Le Fonds est en effet une créature des deux gouvernements. S'il a pu amasser autant de milliards, c'est parce que Québec et Ottawa ont chacun accordé aux investisseurs une déduction fiscale correspondant à 20% de la somme déposée. Cette somme a été réduite à 15% par la suite. Lorsque vous déposez 1000$ dans le Fonds, le gouvernement vous rembourse 300$. C'est un abri fiscal qui coûte 200 millions par année. En plus, vous pouvez verser votre contribution dans votre REÉR, ce qui rend le placement encore plus intéressant. Si les gouvernements se montrent aussi généreux, c'est parce que le Fonds est tenu d'investir une bonne partie de son actif dans du capital de risque, contribuant ainsi à créer de l'emploi.
Sans l'aide fiscale des gouvernements, à peu près personne n'investirait dans le Fonds, pour la bonne raison que ce n'est pas intrinsèquement un bon placement . Le prix de départ de l'action, en 1984, était de 10$?; elle a mis cinq ans à grimper à 12$. Dans les années 90, elle a connu une croissance régulière, passant même le cap des 20$ avant la fin de la décennie. Depuis ce temps, c'est la stagnation. En 1998, l'action du Fonds valait 21,72$?; aujourd'hui, 21,78$.
Donc 1000$ investis dans le Fonds en 1984 valent aujourd'hui 2178$. Comme rendement annuel moyen, cela donne à peine plus de 3%. À titre de comparaison, 1000$ investis en 1984 à la Bourse de Toronto valent aujourd'hui 4953$, et ce montant tient compte de l'effondrement boursier de l'automne 2008. En outre, les actions du Fonds n'ont aucune flexibilité: sauf en quelques circonstances exceptionnelles, votre dépôt est gelé jusqu'à votre retraite.
Malgré les protestations de la FTQ, les faits exposés par Alain Gravel sont assez troublants pour soulever plusieurs questions.
Le reportage rappelle notamment que le Fonds de solidarité n'est pas soumis à la Loi sur l'accès à l'information, ce qui est une aberration quand on sait que l'institution s'appuie essentiellement sur l'argent des contribuables.
Le Fonds n'a pratiquement aucune indépendance à l'égard de la FTQ: la centrale syndicale y contrôle la majorité des sièges au Conseil d'administration, lui-même présidé par le président de la centrale.
Mais le point fort des révélations de l'émission Enquête, ce sont évidemment les liens avec Tony Accurso et le crime organisé. Alain Gravel a eu la bonne idée d'aller voir Jean Cournoyer, qui était ministre du Travail lorsque la FTQ Construction (tous ceux qui ont vécu cette époque se souviennent de Dédé Desjardins, une des pires pommes pourries à avoir jamais infecté le mouvement syndical québécois) constituait déjà un foyer de violence, d'intimidation et de relations douteuses. Le gouvernement Bourassa, à l'époque, avait créé le Commission Cliche, de célèbre mémoire, pour enquêter sur la violence dans l'industrie de la construction.

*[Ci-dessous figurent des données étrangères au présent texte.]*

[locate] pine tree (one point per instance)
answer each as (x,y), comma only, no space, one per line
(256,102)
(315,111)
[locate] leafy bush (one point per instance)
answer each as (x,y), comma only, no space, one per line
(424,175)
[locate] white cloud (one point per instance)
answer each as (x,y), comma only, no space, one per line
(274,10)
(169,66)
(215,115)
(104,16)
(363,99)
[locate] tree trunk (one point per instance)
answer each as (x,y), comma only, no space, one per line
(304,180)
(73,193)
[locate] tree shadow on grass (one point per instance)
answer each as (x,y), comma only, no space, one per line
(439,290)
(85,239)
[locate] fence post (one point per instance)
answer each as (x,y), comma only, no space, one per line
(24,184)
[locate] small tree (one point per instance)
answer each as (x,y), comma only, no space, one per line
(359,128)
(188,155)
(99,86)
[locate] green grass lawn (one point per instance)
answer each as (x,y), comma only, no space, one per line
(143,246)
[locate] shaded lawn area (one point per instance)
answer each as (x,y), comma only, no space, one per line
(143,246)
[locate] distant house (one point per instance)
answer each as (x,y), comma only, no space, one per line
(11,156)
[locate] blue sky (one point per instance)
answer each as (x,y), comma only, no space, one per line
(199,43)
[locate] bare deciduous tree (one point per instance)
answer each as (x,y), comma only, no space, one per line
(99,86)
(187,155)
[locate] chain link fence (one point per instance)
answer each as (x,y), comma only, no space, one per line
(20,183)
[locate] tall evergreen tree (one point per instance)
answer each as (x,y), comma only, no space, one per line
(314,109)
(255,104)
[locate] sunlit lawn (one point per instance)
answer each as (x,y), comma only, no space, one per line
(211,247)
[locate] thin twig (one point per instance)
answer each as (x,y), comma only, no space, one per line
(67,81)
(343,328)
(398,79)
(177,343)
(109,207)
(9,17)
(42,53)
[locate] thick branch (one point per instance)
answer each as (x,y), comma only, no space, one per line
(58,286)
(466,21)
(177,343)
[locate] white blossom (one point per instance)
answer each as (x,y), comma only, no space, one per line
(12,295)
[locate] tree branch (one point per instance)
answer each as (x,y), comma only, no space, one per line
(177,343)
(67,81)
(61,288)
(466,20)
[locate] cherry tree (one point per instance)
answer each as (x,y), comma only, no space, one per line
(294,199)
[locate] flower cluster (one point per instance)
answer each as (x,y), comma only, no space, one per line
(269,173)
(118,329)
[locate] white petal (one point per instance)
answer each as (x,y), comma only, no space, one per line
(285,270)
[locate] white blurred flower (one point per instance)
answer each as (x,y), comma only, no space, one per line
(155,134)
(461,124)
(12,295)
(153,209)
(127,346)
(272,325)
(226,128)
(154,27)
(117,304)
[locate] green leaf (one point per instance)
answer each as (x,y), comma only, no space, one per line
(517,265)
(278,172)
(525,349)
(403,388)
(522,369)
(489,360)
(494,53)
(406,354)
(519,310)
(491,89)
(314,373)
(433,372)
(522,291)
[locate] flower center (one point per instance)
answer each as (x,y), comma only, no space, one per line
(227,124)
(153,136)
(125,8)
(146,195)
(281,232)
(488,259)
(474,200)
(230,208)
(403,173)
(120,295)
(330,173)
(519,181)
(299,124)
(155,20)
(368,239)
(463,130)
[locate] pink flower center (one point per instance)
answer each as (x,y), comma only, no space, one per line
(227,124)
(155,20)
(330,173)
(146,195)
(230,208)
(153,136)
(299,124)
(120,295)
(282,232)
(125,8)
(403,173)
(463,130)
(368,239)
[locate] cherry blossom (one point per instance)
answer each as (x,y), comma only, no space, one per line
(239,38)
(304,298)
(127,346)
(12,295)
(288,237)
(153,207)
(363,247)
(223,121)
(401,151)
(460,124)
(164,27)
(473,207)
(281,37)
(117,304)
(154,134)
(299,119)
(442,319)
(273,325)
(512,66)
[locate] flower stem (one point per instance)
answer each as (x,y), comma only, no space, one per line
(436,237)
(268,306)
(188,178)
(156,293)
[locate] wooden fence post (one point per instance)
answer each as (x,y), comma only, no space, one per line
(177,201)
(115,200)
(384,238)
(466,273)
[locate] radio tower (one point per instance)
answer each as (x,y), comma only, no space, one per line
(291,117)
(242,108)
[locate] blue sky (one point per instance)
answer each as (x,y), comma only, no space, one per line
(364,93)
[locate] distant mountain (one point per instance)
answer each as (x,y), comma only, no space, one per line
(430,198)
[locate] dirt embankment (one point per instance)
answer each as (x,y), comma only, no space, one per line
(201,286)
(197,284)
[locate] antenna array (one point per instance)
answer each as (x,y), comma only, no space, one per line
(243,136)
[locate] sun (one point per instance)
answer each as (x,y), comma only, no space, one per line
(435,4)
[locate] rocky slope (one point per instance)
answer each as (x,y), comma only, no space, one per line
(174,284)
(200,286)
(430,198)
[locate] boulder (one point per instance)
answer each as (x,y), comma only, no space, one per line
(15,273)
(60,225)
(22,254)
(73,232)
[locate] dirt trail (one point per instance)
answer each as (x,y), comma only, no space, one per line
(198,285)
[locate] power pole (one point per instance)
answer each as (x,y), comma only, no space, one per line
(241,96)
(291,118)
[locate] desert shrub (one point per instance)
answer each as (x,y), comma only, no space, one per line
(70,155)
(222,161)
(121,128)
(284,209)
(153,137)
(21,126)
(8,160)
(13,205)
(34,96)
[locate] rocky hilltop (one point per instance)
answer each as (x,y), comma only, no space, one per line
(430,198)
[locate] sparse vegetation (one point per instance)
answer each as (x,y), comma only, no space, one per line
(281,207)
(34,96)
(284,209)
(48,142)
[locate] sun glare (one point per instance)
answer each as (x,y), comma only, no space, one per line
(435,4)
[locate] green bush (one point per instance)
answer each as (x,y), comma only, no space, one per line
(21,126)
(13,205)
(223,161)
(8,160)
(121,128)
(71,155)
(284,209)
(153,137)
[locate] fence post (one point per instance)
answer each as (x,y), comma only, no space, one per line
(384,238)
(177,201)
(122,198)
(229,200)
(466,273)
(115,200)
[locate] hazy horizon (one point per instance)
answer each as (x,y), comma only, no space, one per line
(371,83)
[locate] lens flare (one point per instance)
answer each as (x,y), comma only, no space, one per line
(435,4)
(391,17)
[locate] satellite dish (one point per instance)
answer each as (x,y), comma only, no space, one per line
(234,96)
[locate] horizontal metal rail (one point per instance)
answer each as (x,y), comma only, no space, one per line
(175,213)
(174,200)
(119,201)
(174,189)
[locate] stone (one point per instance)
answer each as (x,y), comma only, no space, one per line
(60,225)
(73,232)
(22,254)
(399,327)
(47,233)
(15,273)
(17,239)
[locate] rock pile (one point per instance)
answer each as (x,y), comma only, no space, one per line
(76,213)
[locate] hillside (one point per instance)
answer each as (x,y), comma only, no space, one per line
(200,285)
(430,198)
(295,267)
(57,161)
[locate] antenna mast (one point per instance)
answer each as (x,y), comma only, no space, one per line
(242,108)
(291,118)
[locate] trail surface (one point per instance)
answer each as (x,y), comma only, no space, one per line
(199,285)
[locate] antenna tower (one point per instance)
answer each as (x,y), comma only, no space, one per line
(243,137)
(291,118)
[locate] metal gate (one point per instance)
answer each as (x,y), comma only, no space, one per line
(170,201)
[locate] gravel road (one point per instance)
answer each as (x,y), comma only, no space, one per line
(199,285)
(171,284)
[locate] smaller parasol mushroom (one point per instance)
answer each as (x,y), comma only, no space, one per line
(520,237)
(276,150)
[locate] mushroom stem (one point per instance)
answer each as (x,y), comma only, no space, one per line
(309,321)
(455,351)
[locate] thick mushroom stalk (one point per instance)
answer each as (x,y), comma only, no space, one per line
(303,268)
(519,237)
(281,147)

Trente ans plus tard, M. Cournoyer suggère la tenue d'une nouvelle enquête publique. Le Fonds de la FTQ prétend, dans son communiqué de protestation, qu'il veut être «au-dessus de toute perception négative». Il vante sa «gouvernance moderne, efficace et représentative». Si tout cela est vrai, il n'a rien à craindre d'une enquête publique.